Matti Schneider edited this page Jul 9, 2014 · 3 revisions

Extended one-liner definition

Watai is a tool for Front-End Ops. It is defined as a declarative, bottom-up BDD, full-stack web testing framework. This document tries to define those qualifications a bit more precisely.

Declarative

Most frameworks offering web integration tests make you write in an imperative fashion: execute some commands (usually walking the DOM), then assert some values (usually against some HTML attributes).

Watai shifts the testing procedure to be declarative, that is describing components states and associated transitions from one state to the other.

Full-stack

In web development, testing is often limited to unit level on server-side code, sometimes on client-side code, and rarely on full-stack (or end-to-end) functional testing, i.e. in the actual production environment: the browser.
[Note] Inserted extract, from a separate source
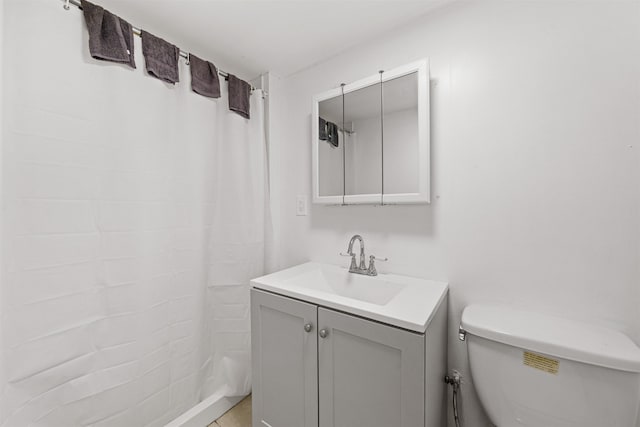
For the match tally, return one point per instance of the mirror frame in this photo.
(424, 144)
There are many reasons for this, too many for this quick definition.

What is important is that Watai uses Selenium to execute your tests in all browsers, so you can be confident in their results. You don't have to know a thing about Selenium though, as the whole point of Watai is abstracting away those implementation details.

Bottom-up BDD [still under active development]

Watai offers a Behavior-Driven Development frontend, in order to make your test suite a good [boundary object](> https://en.wikipedia.org/wiki/Boundary_object) across all your project’s stakeholders, and to make the purpose of testing clearer to everyone, including developers.

However, instead of presenting the usual scenario instrumentation pattern (describe expected feature, write scenario, instrument scenario, write actual testing code), Watai > leverages its declarative concepts and generates business-readable scenarios from the tests description information. Hence the “bottom-up” phrasing: instead of starting at the human-readable top-level, you finish your testing experience with it.